Abstract
In structural and functional MRI studies there is a need for robust and accurate automatic segmentation of various brain structures. We present a comparison study of three automatic segmentation methods based on the new T1-weighted MR sequence called MP2RAGE, which has superior soft tissue contrast. Automatic segmentations of the thalamus and hippocampus are compared to manual segmentations. In addition, we qualitatively evaluate the segmentations when warped to co-registered maps of the fractional anisotropy (FA) of water diffusion. Compared to manual segmentation, the best results were obtained with a patch-based segmentation method (volBrain) using a library of images from the same scanner (local), followed by volBrain using an external library (external), FSL and Freesurfer. The qualitative evaluation showed that volBrain local and volBrain external produced almost no segmentation errors when overlaid on FA maps, while both FSL and Freesurfer segmentations were found to overlap with white matter tracts. These results underline the importance of applying accurate and robust segmentation methods and demonstrate the superiority of patch-based methods over more conventional methods.

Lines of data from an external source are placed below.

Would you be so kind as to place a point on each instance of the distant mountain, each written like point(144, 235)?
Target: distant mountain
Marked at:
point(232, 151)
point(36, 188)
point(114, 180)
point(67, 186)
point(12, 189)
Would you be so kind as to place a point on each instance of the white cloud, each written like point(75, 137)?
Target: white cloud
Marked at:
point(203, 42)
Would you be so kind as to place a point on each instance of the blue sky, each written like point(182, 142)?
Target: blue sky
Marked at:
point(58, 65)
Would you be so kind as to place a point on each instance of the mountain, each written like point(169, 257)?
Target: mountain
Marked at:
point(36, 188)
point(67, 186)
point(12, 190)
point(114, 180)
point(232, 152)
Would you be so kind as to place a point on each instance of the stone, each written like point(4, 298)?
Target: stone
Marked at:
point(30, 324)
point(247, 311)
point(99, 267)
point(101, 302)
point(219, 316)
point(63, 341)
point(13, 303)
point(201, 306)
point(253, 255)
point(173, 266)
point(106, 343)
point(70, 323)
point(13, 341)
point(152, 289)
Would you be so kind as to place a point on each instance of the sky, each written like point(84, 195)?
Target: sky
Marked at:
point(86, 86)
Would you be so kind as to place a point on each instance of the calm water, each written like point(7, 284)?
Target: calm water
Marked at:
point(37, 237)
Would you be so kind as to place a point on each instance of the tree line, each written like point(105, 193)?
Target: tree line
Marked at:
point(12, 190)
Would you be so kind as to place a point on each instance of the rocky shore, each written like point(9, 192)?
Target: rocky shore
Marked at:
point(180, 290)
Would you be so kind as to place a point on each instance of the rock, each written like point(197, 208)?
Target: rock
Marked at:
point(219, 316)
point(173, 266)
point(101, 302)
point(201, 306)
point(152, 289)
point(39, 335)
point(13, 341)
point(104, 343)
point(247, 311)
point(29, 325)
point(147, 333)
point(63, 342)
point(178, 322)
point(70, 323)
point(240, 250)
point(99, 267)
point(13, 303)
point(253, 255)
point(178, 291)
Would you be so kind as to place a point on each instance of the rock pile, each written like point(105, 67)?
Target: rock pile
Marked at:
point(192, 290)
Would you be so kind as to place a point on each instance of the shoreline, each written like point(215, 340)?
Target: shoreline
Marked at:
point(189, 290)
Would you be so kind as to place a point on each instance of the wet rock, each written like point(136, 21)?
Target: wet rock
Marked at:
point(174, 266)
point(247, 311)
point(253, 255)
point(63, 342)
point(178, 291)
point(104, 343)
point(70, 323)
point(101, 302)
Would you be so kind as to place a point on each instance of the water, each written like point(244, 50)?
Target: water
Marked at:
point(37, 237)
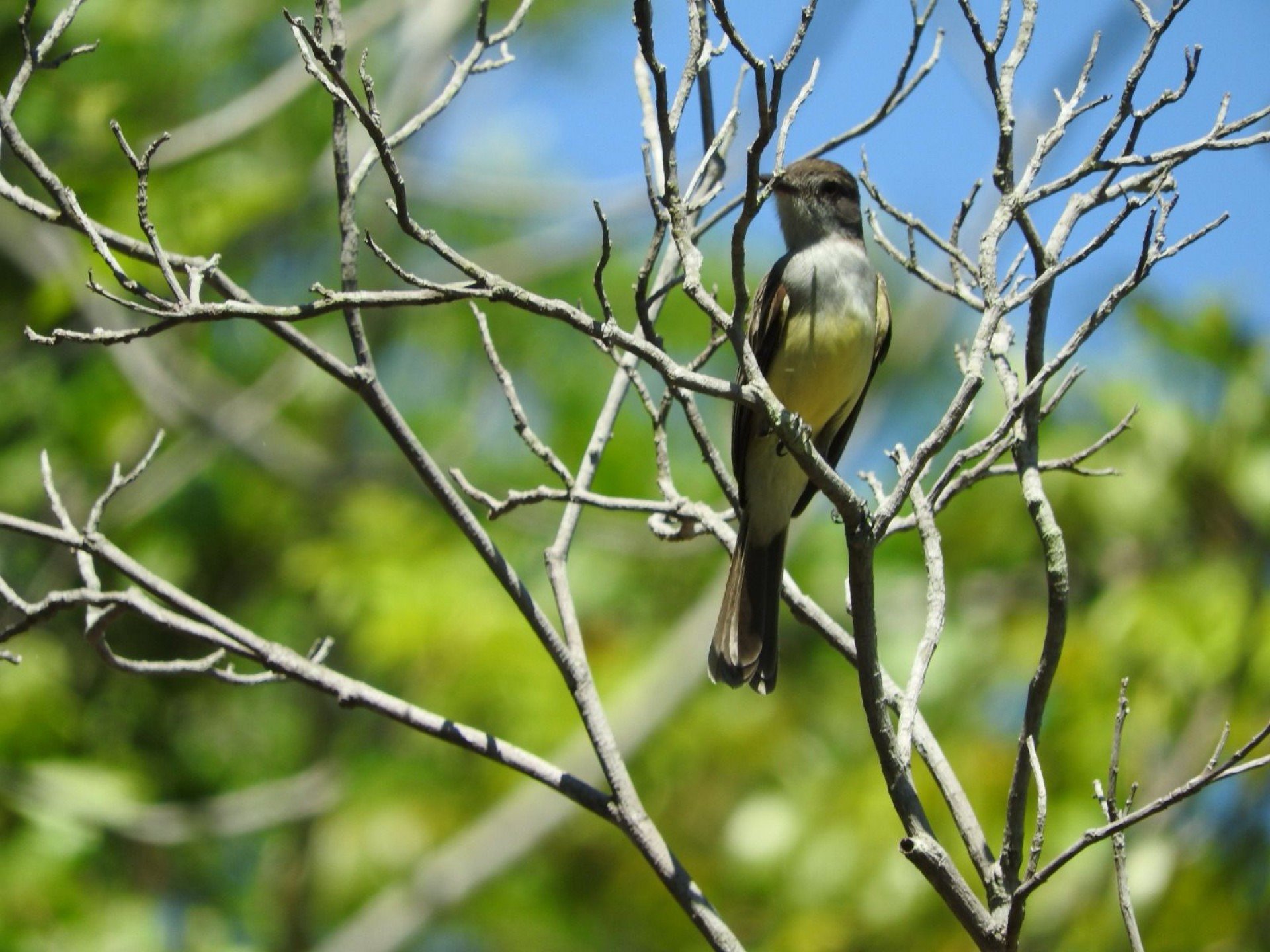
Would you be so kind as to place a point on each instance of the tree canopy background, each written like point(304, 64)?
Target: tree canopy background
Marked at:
point(280, 502)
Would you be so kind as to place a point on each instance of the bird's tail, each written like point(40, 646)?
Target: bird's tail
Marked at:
point(743, 651)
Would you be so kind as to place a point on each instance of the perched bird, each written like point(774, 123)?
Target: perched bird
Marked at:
point(820, 325)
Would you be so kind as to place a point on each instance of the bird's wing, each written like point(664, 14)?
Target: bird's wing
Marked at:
point(832, 442)
point(766, 321)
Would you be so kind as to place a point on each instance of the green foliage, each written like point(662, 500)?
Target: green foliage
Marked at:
point(777, 805)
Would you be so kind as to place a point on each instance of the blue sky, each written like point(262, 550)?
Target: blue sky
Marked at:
point(564, 118)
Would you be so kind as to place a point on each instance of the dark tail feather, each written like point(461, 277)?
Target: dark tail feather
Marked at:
point(743, 651)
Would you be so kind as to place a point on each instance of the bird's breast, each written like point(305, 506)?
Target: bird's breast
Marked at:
point(826, 352)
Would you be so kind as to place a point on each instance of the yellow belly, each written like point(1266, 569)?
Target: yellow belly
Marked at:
point(822, 365)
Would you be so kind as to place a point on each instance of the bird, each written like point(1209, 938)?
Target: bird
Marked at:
point(820, 327)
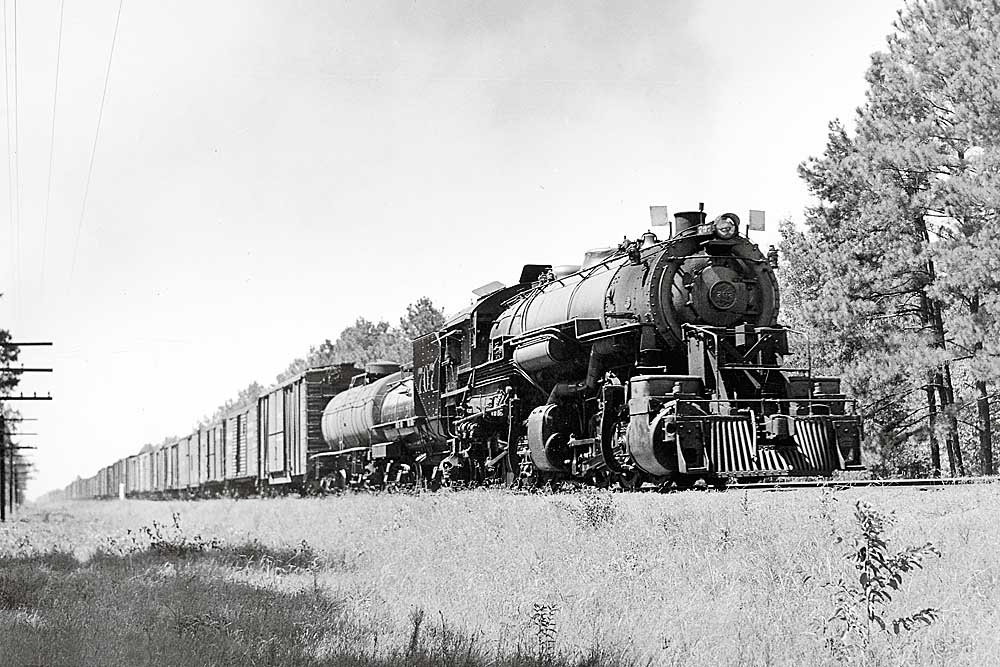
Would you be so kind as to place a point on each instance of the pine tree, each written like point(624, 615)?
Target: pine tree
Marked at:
point(906, 233)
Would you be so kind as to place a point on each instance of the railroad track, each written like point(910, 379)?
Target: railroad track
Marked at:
point(848, 483)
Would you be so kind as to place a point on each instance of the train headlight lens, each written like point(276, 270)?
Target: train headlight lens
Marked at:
point(725, 228)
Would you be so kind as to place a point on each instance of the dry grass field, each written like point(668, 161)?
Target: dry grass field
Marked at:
point(494, 578)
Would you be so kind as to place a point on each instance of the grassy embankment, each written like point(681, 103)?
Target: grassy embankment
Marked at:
point(490, 578)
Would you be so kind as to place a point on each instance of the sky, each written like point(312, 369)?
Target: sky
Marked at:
point(266, 172)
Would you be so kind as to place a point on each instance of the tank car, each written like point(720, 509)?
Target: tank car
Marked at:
point(652, 361)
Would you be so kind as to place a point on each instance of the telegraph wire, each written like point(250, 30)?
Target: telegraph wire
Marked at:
point(17, 162)
point(52, 144)
point(15, 228)
point(97, 134)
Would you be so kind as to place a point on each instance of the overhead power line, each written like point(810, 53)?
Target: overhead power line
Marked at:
point(52, 145)
point(97, 134)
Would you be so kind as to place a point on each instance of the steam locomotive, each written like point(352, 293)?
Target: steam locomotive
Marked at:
point(651, 362)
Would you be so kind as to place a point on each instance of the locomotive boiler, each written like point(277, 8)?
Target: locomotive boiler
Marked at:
point(651, 361)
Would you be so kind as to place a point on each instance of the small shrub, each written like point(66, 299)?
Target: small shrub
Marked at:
point(861, 608)
point(543, 618)
point(591, 510)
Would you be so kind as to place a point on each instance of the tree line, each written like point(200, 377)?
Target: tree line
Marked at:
point(896, 271)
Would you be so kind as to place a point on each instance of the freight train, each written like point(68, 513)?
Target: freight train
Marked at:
point(653, 362)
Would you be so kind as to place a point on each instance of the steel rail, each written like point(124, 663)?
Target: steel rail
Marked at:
point(850, 483)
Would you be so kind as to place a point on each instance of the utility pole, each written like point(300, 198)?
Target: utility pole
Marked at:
point(5, 441)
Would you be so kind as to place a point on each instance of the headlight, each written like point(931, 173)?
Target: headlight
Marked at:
point(725, 227)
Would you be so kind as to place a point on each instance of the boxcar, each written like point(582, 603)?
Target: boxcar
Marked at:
point(242, 464)
point(289, 422)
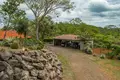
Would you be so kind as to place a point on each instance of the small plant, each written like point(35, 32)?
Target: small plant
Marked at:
point(14, 45)
point(110, 55)
point(102, 56)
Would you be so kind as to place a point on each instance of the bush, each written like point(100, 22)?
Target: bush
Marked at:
point(88, 50)
point(33, 44)
point(102, 56)
point(111, 55)
point(14, 45)
point(118, 57)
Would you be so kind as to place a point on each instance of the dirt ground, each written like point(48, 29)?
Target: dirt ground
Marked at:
point(81, 64)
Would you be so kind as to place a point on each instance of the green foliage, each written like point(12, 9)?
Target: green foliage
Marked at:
point(46, 27)
point(44, 7)
point(7, 42)
point(110, 55)
point(102, 56)
point(14, 45)
point(115, 53)
point(33, 44)
point(21, 26)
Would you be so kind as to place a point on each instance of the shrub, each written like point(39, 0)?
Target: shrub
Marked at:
point(102, 56)
point(14, 45)
point(88, 50)
point(118, 57)
point(33, 44)
point(110, 55)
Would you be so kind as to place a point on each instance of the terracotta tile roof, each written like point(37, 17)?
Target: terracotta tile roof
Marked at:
point(11, 34)
point(68, 37)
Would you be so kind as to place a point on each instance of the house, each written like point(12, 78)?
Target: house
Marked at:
point(70, 40)
point(11, 34)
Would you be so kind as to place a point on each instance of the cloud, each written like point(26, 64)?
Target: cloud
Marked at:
point(102, 6)
point(94, 12)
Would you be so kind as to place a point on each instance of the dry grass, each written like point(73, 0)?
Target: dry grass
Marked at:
point(110, 67)
point(67, 71)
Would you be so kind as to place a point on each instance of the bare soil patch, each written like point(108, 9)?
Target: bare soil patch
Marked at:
point(82, 66)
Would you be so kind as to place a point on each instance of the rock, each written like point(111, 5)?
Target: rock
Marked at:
point(34, 73)
point(30, 65)
point(5, 77)
point(5, 55)
point(2, 66)
point(39, 66)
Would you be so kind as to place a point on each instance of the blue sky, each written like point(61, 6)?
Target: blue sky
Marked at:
point(94, 12)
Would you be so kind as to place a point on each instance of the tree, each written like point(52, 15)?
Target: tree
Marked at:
point(21, 26)
point(41, 8)
point(7, 10)
point(46, 27)
point(76, 21)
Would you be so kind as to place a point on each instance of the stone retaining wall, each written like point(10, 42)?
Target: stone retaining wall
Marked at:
point(29, 65)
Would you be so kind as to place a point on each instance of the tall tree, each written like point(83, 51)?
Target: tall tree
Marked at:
point(7, 10)
point(41, 8)
point(46, 27)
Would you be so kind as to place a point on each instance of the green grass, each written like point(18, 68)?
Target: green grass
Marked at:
point(67, 71)
point(111, 66)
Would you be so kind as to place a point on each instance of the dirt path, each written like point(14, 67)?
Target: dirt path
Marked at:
point(83, 67)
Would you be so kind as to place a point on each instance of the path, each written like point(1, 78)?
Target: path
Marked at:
point(83, 67)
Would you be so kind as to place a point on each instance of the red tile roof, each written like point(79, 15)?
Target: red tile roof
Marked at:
point(68, 37)
point(11, 34)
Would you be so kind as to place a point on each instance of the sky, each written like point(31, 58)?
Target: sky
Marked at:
point(94, 12)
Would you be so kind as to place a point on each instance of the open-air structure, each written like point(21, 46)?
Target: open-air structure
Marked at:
point(70, 40)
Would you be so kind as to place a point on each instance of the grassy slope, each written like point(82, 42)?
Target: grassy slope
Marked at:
point(67, 71)
point(111, 67)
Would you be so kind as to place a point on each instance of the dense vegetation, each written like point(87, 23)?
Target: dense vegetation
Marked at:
point(43, 28)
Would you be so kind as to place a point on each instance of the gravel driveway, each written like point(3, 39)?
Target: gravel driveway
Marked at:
point(82, 66)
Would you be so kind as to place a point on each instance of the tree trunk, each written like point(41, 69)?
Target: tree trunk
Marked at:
point(6, 28)
point(37, 29)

Access provided by Autonomous University of Puebla. Download conference paper PDF
Similar content being viewed by others
Keywords
1 Introduction
The extensive use of imaging techniques to investigate brain diseases and the need to outline specific region of interests (ROIs) for quantitative analysis emphasize the importance of accurate and robust segmentation methods. Accurate tracing of deep brain structures, such as the thalamus and hippocampus, requires a high degree of expertise and preferably standardized outlining protocols. Even though an acceptable intra- and inter-rater reliability can be achieved using standardized protocols [1], manual segmentation is very time consuming. In large datasets, segmentation can become a bottleneck in post-processing and data analysis. Moreover, manual region outlining is prone to inconsistencies. Automatic or semi-automatic segmentation methods have the potential to solve these issues.
Several software solutions for automatic segmentation are publicly available. Functional MRI of the Brain (FMRIB) Software Library (FSL) and Freesurfer are tools frequently used for segmentation and appear to be reasonably reliable [2, 3]. However, there are still a potential to improve the automatic segmentation methods, especially in longitudinal studies [4] and for diseases that cause small structural changes.
Novel segmentation methods utilize redundancy in images to exploit a representative image library with corresponding validated structure labels [5–7]. These methods are called non-local means patch-based segmentation (NLM-PBS), since similar image patches are searched for in a non-local fashion, i.e. spatially located in a neighborhood around the target structure. NLM-PBS has been shown to be superior to conventional atlas-based techniques and even to other library-based methods [5, 6]. State-of-the-art segmentation methods like NLM-PBS have been shown to perform well even in a longitudinal setting [8].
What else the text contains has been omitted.